What is Real Estate Crowdfunding?
Crowdfunding is a term used to describe mass financing by numerous individuals and companies. The term has typically referred to online financing platforms for emerging businesses, but there has been an emergence in companies and developers that are using crowdfunding to raise capital for real estate projects. Before this emergence of real estate crowdfunding, traditional real estate investing was reserved for high net-worth individuals and private equity.
The main reason is that the costs of registering securities has typically been too costly for individual real estate projects. However, the current and anticipated exemptions that the Jumpstart Our Business Startups Act will provide has opened the door for growth in real estate crowdfunding. The JOBS Act was signed into federal law in 2012 and requires the Securities and Exchange Commission to write and/or modify rules regarding securities registration and disclosure requirements, with the goal of facilitating access to cost-effective capital for businesses.

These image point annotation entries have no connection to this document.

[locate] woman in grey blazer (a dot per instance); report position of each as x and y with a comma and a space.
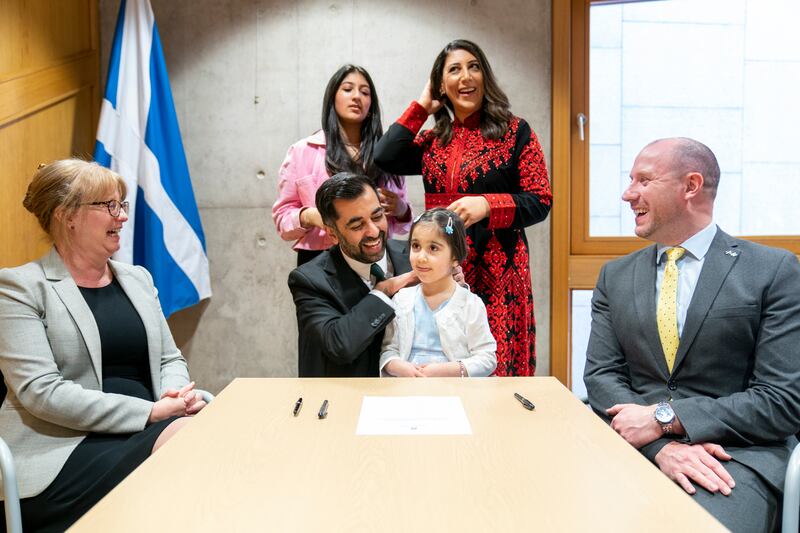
95, 381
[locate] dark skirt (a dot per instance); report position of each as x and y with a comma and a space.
97, 465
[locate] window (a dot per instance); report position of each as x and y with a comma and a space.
724, 72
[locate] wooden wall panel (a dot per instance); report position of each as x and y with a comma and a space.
27, 143
49, 103
41, 33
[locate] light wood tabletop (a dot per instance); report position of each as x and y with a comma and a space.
246, 464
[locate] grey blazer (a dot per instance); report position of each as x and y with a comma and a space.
50, 358
736, 378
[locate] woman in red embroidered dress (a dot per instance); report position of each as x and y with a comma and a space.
486, 165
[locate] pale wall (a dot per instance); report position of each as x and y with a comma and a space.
248, 77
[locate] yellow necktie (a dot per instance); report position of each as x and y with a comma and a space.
667, 309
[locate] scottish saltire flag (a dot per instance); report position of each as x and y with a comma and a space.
138, 137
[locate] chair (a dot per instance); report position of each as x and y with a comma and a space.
9, 473
791, 493
11, 498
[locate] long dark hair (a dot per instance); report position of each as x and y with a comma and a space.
337, 158
495, 112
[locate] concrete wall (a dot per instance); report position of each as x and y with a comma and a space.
247, 78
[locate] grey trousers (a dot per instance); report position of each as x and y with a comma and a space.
753, 505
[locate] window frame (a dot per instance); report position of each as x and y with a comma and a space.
577, 257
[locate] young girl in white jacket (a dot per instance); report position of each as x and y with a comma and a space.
440, 328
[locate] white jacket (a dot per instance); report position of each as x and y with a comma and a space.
463, 331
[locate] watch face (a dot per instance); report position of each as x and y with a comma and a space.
664, 414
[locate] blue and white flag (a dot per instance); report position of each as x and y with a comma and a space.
138, 137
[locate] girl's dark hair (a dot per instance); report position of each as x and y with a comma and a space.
337, 158
495, 112
441, 217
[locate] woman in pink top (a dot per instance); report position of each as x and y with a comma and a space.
351, 126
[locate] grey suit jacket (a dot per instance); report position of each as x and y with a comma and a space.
736, 378
50, 358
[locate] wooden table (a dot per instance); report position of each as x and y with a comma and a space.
246, 464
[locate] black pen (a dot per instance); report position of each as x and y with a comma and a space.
297, 405
527, 404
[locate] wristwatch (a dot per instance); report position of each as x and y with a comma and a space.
665, 416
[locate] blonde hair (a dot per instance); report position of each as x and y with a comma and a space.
58, 189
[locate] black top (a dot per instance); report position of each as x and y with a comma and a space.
123, 341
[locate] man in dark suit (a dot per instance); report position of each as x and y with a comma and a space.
694, 353
343, 301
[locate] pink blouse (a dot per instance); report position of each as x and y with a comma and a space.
301, 173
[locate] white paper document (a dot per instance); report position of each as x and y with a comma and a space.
413, 415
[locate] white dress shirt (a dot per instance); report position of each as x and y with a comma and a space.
689, 267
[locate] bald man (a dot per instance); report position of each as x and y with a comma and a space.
694, 353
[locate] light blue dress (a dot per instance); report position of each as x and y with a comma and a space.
427, 346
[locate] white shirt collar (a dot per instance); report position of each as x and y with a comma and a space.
362, 269
697, 245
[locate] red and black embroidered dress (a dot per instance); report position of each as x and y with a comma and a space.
511, 174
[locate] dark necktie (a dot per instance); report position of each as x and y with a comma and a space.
377, 272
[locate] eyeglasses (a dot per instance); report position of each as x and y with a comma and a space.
113, 206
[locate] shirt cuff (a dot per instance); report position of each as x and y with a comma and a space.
382, 296
502, 209
414, 117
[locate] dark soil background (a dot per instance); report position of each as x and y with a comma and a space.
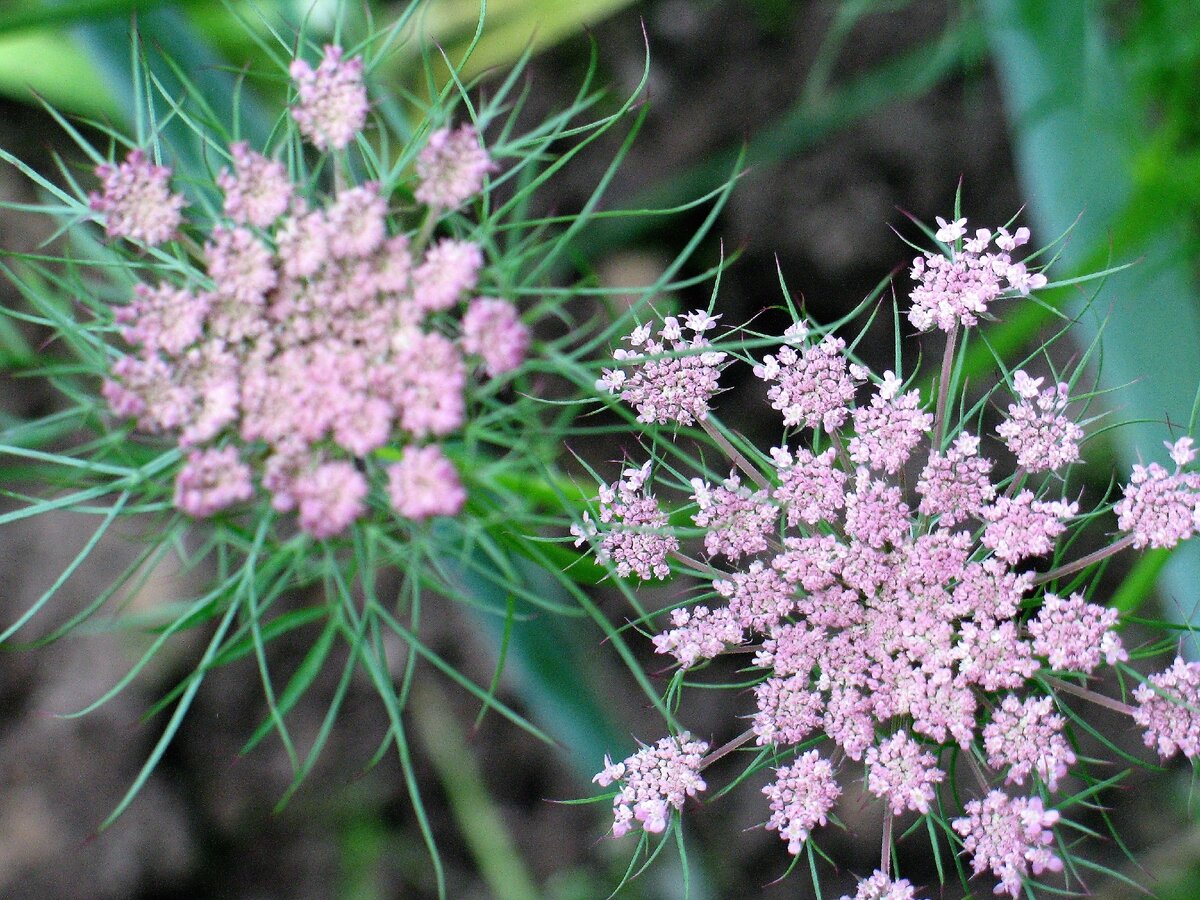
204, 826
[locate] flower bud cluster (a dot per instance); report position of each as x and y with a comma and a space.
900, 630
311, 333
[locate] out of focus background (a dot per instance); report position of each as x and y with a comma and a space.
1083, 115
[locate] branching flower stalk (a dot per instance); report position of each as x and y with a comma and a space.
903, 630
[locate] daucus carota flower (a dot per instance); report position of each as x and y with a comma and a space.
451, 167
814, 388
653, 781
958, 289
1023, 526
811, 487
1159, 509
258, 190
1037, 431
213, 480
889, 429
903, 773
667, 389
1075, 635
331, 100
1011, 838
801, 798
737, 519
1026, 737
425, 484
312, 337
137, 202
881, 887
1169, 709
955, 485
904, 625
637, 539
493, 331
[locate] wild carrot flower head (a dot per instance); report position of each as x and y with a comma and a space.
1037, 431
451, 167
654, 781
1009, 837
881, 887
1159, 509
258, 190
1169, 709
957, 289
137, 202
317, 333
667, 389
905, 629
331, 100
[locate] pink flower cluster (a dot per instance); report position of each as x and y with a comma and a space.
137, 202
901, 627
313, 336
654, 781
957, 289
667, 385
1011, 837
331, 100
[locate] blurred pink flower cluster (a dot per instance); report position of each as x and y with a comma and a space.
312, 333
904, 630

Crowdfunding platforms allow investors to participate in individual deals involving the financing of apartments, hotels, office buildings and other commercial real estate projects. Through these models, investors purchase shares in individual buildings and share in their portion of the operating profits (and losses) associated with the building. Investors will typically receive a share in the rental income and the earnings from the sale of the building.

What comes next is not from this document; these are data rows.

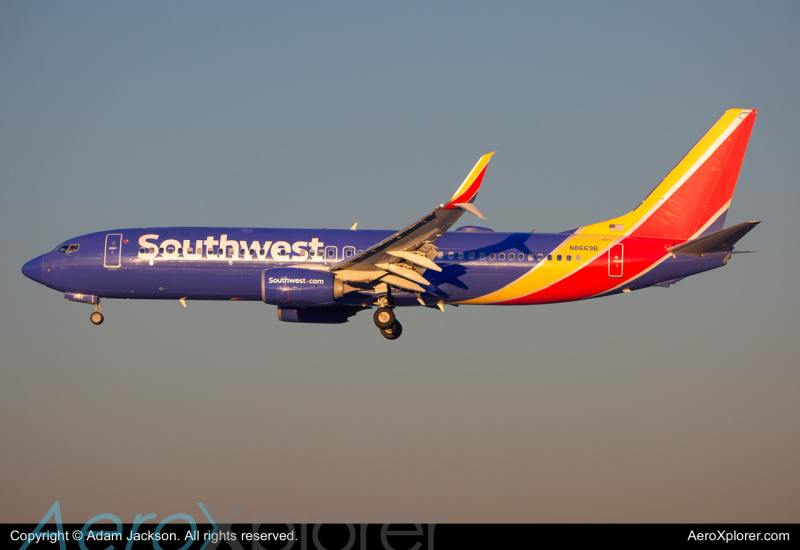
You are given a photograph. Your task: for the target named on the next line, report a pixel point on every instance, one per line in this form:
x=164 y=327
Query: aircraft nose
x=33 y=269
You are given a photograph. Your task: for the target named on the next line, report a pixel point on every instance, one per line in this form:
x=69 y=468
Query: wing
x=401 y=259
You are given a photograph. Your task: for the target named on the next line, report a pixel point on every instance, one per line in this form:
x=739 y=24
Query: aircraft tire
x=384 y=318
x=394 y=332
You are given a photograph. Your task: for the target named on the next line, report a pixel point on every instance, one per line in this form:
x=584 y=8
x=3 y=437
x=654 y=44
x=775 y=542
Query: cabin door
x=113 y=253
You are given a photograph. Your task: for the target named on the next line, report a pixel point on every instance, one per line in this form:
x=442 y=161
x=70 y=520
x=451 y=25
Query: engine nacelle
x=292 y=286
x=329 y=315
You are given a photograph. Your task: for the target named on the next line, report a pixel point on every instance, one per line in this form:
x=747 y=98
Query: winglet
x=466 y=193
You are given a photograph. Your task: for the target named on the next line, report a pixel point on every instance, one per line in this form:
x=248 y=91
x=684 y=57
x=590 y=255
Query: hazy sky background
x=676 y=404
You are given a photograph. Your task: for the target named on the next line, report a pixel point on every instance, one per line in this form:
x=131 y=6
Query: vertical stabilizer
x=695 y=196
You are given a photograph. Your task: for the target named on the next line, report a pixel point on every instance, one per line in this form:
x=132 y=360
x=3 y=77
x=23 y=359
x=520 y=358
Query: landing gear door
x=615 y=260
x=113 y=253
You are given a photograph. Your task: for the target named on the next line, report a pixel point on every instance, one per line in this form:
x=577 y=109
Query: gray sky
x=660 y=405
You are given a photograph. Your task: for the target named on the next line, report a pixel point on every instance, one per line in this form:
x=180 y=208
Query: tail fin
x=695 y=196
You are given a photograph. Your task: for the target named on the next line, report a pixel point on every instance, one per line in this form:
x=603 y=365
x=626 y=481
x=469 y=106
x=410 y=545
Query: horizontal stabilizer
x=719 y=241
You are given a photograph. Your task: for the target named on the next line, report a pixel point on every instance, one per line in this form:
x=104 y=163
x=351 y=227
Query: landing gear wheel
x=394 y=332
x=384 y=318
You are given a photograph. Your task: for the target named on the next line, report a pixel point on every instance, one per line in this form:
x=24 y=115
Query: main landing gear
x=97 y=317
x=386 y=321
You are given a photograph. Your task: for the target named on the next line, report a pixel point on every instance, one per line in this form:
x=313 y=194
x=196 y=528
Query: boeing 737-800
x=327 y=276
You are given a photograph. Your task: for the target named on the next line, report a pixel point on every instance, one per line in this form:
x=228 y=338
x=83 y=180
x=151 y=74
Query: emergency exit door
x=615 y=260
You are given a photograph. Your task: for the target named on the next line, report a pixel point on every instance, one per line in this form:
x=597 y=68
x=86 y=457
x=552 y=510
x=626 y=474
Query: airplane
x=329 y=275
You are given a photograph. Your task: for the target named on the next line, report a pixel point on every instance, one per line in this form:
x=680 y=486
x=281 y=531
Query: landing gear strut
x=97 y=316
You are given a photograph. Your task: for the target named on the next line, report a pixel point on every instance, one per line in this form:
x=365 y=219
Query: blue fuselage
x=199 y=263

Though most investors can currently invest in real estate by purchasing shares in publicly traded Real Estate Investment Trusts (REITs), crowdfunding offers investors alternative opportunities to invest in particular buildings rather than a portfolio of buildings. Crowdfunding models are attractive because of the control that they provide investors to concentrate on particular projects and for their potential to produce higher returns for investors than REITs, which typically have more overhead cost due to the management of multiple buildings and registration requirements.
Real estate crowdfunding is a relatively new model for financing real estate acquisitions and investments, which means that we have not seen a full recession cycle to experience the potential fallouts regarding crowd-funded real estate deals gone bad. Additionally, real estate crowdfunding investments are highly illiquid. In addition to the underlying real estate being illiquid, many registration exemptions restrict the re-sale of the crowdfunded securities for a set period of time.
Therefore, investors should not expect to receive short-term returns when investing in real estate through crowdfunding. The public should also be aware that exemption from registration requirements does not exempt issuers from SEC anti-fraud rules or Tennessee Securities Division regulation. Investors should insist on adequate disclosures from issuers of crowdfunded real estate projects.